The foregoing detailed description of the preferred embodiments of the invention has been presented. It should be understood that numerous modifications and variations could be devised by those skilled in the art in light of the present teachings without departing from the inventive concepts. Therefore, the technical solutions available to those skilled in the art through logic analysis, reasoning and limited experiments based on the prior art according to the concept of the present invention should be within the scope of protection defined by the claims.

Claims

1. A model-based multi-agent reinforcement learning method is characterized in that in a multi-agent environment, modeling is performed on the multi-agent environment and strategies, virtual tracks of the multi-agent are generated, and the strategies of the multi-agent are updated by using the virtual tracks.

2. The model-based multi-agent reinforcement learning method of claim 1, wherein the multi-agent makes distributed decisions.
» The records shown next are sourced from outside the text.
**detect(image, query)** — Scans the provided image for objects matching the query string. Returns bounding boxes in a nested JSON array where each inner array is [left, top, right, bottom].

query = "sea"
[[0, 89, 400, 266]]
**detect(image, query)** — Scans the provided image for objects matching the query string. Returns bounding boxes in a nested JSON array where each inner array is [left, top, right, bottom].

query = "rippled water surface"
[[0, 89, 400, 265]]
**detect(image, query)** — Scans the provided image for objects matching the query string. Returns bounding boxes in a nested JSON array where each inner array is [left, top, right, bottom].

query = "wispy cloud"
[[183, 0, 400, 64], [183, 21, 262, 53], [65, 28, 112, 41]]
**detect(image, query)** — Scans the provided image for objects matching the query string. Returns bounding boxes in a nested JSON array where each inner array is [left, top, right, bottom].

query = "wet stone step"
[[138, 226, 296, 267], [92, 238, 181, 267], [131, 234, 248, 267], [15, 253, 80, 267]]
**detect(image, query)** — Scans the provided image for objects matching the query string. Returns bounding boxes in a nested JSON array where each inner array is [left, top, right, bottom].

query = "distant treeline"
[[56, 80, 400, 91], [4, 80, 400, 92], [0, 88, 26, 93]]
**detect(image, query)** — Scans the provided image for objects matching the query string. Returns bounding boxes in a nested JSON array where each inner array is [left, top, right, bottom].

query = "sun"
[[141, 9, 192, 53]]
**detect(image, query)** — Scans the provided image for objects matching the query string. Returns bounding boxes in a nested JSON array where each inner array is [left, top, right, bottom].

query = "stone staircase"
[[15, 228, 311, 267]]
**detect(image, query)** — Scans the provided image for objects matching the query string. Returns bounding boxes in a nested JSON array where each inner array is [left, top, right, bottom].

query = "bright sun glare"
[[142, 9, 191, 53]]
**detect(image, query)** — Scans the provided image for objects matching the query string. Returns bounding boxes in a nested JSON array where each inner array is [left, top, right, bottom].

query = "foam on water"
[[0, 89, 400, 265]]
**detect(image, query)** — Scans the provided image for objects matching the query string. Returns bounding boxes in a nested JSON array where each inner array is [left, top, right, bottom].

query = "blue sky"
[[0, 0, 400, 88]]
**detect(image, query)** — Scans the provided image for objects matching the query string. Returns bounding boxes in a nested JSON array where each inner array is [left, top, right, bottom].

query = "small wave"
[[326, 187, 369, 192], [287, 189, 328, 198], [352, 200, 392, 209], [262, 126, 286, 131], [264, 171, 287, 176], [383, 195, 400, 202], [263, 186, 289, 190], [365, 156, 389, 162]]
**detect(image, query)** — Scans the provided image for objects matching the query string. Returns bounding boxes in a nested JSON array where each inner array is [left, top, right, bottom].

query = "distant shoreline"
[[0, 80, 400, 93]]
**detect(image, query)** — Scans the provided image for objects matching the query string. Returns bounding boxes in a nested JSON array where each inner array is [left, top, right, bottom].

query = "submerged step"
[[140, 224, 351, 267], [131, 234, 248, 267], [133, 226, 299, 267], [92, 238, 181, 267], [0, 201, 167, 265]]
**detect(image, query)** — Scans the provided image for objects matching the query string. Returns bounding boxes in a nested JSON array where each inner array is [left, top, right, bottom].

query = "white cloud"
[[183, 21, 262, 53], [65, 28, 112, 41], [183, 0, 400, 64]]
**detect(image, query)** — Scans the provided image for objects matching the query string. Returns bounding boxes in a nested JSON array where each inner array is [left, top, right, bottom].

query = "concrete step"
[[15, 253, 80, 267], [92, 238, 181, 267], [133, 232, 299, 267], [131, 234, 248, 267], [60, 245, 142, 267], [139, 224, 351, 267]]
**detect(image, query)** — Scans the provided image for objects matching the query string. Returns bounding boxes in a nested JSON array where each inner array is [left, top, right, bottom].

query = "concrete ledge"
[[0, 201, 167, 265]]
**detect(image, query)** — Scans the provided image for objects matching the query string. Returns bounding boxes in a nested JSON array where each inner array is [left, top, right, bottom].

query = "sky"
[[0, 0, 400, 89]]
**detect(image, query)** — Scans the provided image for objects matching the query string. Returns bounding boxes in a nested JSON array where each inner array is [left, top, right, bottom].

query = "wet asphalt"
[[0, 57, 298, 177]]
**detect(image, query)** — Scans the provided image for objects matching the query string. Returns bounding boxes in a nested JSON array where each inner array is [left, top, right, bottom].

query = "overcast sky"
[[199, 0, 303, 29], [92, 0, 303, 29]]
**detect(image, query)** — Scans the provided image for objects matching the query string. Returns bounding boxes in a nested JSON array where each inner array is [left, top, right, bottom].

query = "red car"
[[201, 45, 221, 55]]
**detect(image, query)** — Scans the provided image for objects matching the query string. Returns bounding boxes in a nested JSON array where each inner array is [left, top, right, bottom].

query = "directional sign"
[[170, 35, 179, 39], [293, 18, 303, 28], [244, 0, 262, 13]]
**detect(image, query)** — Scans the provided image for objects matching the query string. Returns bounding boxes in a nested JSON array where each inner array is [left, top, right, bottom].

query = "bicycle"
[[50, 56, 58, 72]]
3. The model-based multi-agent reinforcement learning method of claim 2, characterized in that for a current agent i, the set of opponent agents is remembered { -i }, the action of the current agent i depends on the joint policy pi of the opponent agents^-iAnd the current state s_tLet the combined action of the opponent agent at time t be

The action of the current agent is represented as

Wherein piⁱA policy for the current agent.

4. The model-based multi-agent reinforcement learning method of claim 3, wherein each of said multi-agents holds an independent multi-agent environment model

And set of adversary policy models

5. The model-based multi-agent reinforcement learning method of claim 4, wherein a method of dynamically selecting an opponent model is used in generating the virtual trajectory.

6. The model-based multi-agent reinforcement learning method of claim 5, characterized in that for the current agent i, the model for each adversary strategy is represented as

Wherein j ∈ { -i }, the method of dynamically selecting an adversary model comprises two steps:

step a, strategy model for each opponent

B, giving the length K of the virtual track, and giving the length K of the virtual track to the opponent agent j, the first n_j＝

Using a model of the opponent agent's policy to generate an action of the opponent agent at that time; and following K-n_jThe adversary agent is requested in steps for the actions taken under its real policy.

7. The model-based multi-agent reinforcement learning method of claim 6, wherein the generation of the virtual trajectory comprises the steps of:

step 1, initializing t to be 0, wherein the length of a virtual track is K;

step 2, selecting a state s from the real track_t；

Step 3, obtaining the combined action of the other opponents under the state s

And the current time prize r_t；

Step 6, mixing(s)_t,aⁱ,a^-i,s_t+1,r_t) Put into an experience playback pool

Performing the following steps;

8. The model-based multi-agent reinforcement learning method of claim 7, wherein said virtual trajectory is regenerated after modeling said multi-agent environment and opponent agent policies to a certain accuracy.

9. The model-based multi-agent reinforcement learning method of claim 8, wherein gaussian distributions are used to represent model outputs in modeling the multi-agent environment and the adversary agent policies, and a plurality of models are built for the multi-agent environment, the multi-agent environment model being used using an ensemble learning approach; let the number of environment models be B, then the set of environment models be

Wherein B ∈ {1, …, B }; the adversary strategy model is

Wherein j ∈ { -i }.

10. The model-based multi-agent reinforcement learning method of claim 9, wherein gradient descent is used to update in modeling the multi-agent environment and the opponent agent policy.